- Genre: Coming-of-age Drama Dance
- Created by: Vijay
- Written by: Vijay Mrudhula Sridharan
- Directed by: Vijay Prasanna JK Mrudhula Sridharan
- Starring: Ditya Bhande; Nagendra Prasad; Chinni Prakash; Vivek Jogdande; Meetha Raghunath; Sree Ram;
- Music by: Sam C. S.
- Country of origin: India
- Original language: Tamil
- No. of seasons: 1

Production
- Producers: A. L. Alagappan Hitesh Thakkur
- Cinematography: Sandeep K. Vijay
- Editor: Anthony
- Production companies: D Studios Think Big Studio

Original release
- Network: ZEE5
- Release: 18 November 2022

= Five Six Seven Eight =

Indian coming-of-age web series

Five Six Seven Eight is an Indian Tamil-language television series directed by Vijay, Prasanna JK, and Mrudhula Sridharan and produced by A.L. Alagappan and Hitesh Thakkur, starring Ditya Bhande, Nagendra Prasad and Chinni Prakash. It follows the lives of gifted middle-class youngsters turned financially disadvantaged dancers who work hard to overcome difficulty and achieve their dreams.

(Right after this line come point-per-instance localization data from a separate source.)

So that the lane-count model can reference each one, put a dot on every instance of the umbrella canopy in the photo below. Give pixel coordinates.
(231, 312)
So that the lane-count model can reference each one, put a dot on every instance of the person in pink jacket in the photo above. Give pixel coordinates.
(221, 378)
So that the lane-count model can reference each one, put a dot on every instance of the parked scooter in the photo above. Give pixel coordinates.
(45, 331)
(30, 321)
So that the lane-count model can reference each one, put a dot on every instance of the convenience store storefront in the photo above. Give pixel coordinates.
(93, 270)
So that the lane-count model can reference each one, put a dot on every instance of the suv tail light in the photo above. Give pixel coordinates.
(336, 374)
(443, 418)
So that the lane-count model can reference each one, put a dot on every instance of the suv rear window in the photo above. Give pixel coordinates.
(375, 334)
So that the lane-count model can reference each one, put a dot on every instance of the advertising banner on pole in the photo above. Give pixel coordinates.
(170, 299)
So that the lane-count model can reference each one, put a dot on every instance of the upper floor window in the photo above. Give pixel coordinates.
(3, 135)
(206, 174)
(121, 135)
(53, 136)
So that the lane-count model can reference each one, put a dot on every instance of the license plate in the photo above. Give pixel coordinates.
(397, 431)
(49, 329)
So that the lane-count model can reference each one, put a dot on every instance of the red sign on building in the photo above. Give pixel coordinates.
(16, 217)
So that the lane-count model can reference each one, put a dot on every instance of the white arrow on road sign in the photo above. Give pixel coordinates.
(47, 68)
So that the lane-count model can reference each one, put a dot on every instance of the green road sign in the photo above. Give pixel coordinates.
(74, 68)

It premiered on ZEE5 on 18 November 2022.

== Promotion ==
In early 2022, ZEE5 announced a slate of eleven upcoming Tamil series and films, with Five Six Seven Eight being one of them, scheduled for a release on 18 November 2022. The makers unveiled the first look posters through social media platforms and the official teaser was released on 17 October 2022 which shows a conflict of sorts between two dance groups who come from different socio-economic backgrounds.

== Reception ==
A critic from Cinema Express wrote: "As a whole, the Five Six Seven Eight series has its heart in the right place."